Virginia cideries tap into demand for craft cider

Virginia cideries tap into demand for craft cider
Hard cider isn’t new to Virginia. In fact, Americans have been quaffing the fermented apple juice since Colonial times. 

After a decline in popularity, the craft of cidermaking is experiencing a revival. A decade ago, there was one hard cidery in the state. Today, more than 20 dot the map. 

Albemarle CiderWorks, one of the pioneers in the Virginia cider industry, has turned vintage apple cultivation into a passion for crafting classic dry American cider. 

“We started by planting 10 apple trees as a hobby and ended up with 250 varieties,” said Charlotte Shelton, owner of the family-operated cidery. She said the most ambitious thing the family did with the apples was to start making cider.

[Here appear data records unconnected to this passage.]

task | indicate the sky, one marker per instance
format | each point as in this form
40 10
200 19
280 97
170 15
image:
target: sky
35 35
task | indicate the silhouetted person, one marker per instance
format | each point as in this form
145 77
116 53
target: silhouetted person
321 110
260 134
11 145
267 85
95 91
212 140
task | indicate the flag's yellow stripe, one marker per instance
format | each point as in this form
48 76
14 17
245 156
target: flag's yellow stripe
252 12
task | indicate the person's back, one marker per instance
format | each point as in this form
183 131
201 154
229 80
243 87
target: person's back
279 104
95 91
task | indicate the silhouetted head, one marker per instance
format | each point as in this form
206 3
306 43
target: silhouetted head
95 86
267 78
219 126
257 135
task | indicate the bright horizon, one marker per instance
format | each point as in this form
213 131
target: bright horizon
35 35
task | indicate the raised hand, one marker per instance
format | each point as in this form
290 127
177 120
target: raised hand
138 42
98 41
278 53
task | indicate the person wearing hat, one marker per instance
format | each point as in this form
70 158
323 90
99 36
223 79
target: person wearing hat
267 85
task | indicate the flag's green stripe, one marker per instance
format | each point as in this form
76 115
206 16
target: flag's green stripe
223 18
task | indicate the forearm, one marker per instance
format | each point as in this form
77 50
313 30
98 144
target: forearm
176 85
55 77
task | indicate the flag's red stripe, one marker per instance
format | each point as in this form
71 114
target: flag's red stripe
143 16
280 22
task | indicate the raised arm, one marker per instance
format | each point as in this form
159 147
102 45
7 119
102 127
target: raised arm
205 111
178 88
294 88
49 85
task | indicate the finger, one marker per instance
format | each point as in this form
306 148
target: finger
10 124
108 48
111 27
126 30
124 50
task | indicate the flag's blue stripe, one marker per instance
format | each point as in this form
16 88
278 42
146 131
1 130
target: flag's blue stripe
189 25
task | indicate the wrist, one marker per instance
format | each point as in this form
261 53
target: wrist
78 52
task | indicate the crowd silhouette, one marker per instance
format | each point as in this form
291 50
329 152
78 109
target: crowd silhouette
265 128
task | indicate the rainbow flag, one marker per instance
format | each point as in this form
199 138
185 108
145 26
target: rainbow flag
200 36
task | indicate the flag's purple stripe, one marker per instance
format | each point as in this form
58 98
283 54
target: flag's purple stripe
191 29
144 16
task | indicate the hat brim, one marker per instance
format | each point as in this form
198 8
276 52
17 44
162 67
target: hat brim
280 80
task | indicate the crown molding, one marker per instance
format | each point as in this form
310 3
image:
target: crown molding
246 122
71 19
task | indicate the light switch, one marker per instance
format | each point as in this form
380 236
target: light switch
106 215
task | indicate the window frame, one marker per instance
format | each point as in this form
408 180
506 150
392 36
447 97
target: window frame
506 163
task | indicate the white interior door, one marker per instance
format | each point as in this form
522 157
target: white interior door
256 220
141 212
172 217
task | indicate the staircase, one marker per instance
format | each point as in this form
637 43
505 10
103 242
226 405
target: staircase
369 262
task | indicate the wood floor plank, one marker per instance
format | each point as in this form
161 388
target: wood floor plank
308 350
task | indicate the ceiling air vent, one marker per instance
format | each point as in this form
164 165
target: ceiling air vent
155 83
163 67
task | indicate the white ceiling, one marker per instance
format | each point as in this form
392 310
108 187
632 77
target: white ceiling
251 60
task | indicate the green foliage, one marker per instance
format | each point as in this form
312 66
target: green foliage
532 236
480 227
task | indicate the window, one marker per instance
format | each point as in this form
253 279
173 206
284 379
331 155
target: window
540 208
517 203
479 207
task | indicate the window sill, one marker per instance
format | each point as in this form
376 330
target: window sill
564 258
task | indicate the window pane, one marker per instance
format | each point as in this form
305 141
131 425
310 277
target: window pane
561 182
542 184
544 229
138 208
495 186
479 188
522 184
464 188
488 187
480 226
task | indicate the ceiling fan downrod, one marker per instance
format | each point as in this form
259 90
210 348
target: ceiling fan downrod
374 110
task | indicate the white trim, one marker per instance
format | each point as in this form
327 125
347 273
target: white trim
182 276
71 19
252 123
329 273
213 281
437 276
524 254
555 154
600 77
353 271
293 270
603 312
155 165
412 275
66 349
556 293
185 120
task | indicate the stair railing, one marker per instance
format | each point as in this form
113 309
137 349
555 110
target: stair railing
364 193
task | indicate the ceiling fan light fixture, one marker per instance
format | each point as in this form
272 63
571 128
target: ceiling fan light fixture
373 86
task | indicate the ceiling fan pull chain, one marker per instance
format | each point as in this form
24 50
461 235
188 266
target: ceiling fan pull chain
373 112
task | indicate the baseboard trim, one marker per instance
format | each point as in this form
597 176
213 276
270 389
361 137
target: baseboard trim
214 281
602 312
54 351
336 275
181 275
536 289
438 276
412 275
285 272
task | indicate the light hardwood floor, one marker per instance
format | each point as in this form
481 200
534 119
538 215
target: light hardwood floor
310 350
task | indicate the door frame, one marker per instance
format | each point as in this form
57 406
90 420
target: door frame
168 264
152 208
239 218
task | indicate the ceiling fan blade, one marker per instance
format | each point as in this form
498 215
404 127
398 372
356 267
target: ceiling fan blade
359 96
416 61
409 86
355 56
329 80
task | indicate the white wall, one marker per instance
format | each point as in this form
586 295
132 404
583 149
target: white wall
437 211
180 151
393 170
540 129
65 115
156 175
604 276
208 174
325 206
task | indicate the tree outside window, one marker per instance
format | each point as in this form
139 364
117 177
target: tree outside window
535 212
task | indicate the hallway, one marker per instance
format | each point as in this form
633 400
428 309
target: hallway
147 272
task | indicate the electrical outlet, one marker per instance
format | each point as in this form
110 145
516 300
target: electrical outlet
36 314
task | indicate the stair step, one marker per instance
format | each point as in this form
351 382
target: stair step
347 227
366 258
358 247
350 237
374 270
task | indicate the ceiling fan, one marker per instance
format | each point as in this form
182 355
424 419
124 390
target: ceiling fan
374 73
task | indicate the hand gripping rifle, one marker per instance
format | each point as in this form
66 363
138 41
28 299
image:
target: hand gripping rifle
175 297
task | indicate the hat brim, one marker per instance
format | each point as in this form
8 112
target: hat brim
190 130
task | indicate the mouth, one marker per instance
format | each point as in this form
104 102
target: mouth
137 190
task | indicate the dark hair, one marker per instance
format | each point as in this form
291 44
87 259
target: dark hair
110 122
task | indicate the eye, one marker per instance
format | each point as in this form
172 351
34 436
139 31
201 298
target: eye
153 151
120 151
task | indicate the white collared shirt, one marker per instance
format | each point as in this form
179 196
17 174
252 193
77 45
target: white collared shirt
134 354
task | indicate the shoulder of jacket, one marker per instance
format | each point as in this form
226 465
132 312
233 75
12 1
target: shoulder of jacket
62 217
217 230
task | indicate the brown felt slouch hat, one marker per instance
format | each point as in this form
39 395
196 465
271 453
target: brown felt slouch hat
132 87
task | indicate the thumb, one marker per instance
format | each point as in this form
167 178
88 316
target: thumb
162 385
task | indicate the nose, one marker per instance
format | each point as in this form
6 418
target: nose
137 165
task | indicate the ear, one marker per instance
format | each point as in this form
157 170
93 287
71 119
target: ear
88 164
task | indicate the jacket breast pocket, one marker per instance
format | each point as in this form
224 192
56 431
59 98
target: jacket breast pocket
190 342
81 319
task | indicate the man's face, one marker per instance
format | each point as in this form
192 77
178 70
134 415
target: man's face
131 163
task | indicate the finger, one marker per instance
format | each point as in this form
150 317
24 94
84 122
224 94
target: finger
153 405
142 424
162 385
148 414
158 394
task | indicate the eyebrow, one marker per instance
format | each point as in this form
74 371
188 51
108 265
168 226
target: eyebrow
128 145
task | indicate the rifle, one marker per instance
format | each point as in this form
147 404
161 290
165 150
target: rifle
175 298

“We make cider out of nothing but apples, and the quality depends on the quality of the apples. Once we press the juice, the process is exactly the same as making wine.”

Despite the near disappearance of traditional cider apples, CiderWorks has been instrumental in bringing them back. The farm now grows American cider apples like Harrison and Hewes Crab in its Albemarle County orchard.

“Different apples produce juices with unique levels of acidity, sugar and tannin,” ciderist Chuck Shelton explained. “I’m going to make whatever the apple gives me.”

According to the Cider Market Trends Report for 2017, regional and local cider brands, rather than national ones, are driving the increase in sales of hard cider nationwide. In 2016, sales of Virginia cider increased by 52 percent, to more than 416,000 cases.

At Showalter’s Orchard, the home of Old Hill Hard Cider, the Showalter family has been growing apples for more than 50 years. Six years ago they began making hard cider.

The Showalters see their Rockingham County pick-your-own orchard and cidery as a direct link to visitors interested in the local food and farm-to-table movements.

“The tradition of our farm has been to remain relevant and sustainable by adding value to the crops that we grow. It was a natural progression to add hard cider production,” noted Shannon Showalter. 

Showalter said he is inspired by choosing blends of apples and the right yeasts for his ciders. He also incorporates nontraditional ingredients like hops, strawberries and peaches from the farm into seasonal selections.
Now, he and his wife, Sarah, will expand their operation thanks to a $50,000 grant received this year from the Virginia Governor's Agriculture and Forestry Industries Development Fund and Rockingham County.

“The grant will allow us to double our production volume and construct a retail space with a larger tasting room and sales area. It will help us take advantage of the growth in the state’s agritourism and craft beverage industries,” Sarah explained.

Cider Week in November


Virginia was the first state to have an official Cider Week proclaimed by its governor. This year’s celebration will be Nov. 9-18.